Why you wish you could live there:

We taught dogs to talk. It turns out you just have to spend a lot of time with them. Running a mile in under 7 minutes is Olympic gold. Our pancakes taste better. We spend time in trees – over time our very long toes became ultra-prehensile. There’s no such thing as small talk. No one tries to make you dance when you just want to sit with your beer. No automatic flush toilets. Good napping is applauded and encouraged. Everyone dies in a method and on a day of their choosing. When I am ready, I will be chased by a mountain lion but just before it catches me, I will jump from a cliff to my death. I know, what a way to go!

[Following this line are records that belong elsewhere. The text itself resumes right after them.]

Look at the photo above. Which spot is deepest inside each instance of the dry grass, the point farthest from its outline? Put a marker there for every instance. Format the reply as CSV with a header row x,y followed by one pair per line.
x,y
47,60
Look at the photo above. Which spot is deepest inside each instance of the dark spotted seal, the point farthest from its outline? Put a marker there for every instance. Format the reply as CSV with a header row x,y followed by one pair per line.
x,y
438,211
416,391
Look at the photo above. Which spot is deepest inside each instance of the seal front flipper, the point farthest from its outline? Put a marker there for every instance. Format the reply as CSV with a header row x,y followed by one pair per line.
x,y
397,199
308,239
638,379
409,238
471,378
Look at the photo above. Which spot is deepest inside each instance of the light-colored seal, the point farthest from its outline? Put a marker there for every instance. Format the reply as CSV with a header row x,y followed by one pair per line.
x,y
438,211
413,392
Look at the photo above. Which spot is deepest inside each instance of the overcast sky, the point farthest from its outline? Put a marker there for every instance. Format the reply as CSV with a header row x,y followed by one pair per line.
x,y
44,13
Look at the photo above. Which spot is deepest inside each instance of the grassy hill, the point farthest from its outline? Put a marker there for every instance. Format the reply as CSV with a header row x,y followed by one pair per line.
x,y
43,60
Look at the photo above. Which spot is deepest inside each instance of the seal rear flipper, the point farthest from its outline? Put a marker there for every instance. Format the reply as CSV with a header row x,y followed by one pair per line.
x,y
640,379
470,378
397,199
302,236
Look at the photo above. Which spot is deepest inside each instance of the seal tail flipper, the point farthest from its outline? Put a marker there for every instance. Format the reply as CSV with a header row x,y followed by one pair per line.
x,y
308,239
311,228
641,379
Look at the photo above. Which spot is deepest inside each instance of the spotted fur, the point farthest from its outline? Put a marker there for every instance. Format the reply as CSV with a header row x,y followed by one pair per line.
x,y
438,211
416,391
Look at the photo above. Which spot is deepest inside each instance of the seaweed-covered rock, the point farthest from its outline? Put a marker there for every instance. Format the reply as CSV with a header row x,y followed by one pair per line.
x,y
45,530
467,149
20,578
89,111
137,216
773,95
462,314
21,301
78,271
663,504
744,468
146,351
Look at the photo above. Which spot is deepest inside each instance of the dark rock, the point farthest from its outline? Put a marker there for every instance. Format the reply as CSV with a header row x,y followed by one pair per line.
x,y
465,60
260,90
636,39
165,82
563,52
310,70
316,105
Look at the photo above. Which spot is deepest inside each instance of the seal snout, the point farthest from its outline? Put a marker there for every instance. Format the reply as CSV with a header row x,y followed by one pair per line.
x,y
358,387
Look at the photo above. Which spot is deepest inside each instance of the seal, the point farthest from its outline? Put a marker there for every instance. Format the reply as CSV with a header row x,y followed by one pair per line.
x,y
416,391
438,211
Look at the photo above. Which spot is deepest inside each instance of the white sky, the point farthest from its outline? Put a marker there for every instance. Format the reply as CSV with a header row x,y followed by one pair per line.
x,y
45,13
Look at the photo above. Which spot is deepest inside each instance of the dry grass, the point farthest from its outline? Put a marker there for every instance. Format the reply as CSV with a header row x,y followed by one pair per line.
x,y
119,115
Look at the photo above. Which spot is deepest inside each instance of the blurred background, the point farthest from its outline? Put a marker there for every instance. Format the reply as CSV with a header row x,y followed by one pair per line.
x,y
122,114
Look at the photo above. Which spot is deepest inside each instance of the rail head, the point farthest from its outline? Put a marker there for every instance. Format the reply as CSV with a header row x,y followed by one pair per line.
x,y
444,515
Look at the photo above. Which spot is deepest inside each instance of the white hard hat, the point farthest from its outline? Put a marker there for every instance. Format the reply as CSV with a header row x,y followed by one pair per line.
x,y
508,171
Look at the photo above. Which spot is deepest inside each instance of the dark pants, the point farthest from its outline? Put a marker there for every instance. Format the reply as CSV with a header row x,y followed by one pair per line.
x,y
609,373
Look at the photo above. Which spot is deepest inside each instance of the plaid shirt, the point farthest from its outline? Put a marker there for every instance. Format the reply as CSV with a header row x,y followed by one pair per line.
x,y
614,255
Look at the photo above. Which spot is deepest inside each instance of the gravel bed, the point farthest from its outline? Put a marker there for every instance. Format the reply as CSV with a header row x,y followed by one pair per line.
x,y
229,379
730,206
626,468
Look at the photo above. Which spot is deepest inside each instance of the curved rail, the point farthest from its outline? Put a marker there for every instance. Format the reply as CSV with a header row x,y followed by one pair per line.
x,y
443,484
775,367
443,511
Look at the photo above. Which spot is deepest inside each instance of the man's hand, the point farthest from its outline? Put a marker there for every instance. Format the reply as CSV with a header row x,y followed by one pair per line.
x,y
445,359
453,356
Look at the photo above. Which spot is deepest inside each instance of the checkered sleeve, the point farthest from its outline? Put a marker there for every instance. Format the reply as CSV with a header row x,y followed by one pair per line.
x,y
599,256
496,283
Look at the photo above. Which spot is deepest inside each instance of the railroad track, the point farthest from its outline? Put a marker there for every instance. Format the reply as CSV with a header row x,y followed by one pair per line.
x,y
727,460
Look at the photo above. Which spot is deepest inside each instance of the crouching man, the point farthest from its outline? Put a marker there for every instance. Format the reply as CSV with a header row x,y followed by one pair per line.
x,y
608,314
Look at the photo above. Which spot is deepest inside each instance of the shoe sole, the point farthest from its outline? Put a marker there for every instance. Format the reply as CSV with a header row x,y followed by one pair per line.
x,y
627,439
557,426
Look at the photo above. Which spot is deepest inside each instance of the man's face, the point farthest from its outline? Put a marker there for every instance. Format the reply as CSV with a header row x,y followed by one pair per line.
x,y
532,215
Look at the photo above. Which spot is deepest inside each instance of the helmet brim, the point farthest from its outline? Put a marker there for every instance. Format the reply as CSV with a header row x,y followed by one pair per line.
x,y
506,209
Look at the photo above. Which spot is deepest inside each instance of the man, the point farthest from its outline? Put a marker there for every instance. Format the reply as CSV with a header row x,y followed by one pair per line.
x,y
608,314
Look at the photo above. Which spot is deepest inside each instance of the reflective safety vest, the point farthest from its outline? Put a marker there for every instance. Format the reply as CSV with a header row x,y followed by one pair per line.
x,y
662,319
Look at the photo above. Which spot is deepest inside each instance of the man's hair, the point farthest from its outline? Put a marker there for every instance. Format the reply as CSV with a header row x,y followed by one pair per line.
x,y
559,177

Why you might be glad you don’t in addition to short life expectancy:

I have to be honest. There are a few developments on this earth that blow my mind: the construction of underground sewers, the refinement of fossil fuels, very large boats, planes of any size, the discovery of electrons, the mining of precious metals, microscopes, an efficient postal service, turning wheat into flour, gymnastics, cartography, theology. We do not have these things on Planet Jobonga. There’s just no way we could come up with that shit on our own.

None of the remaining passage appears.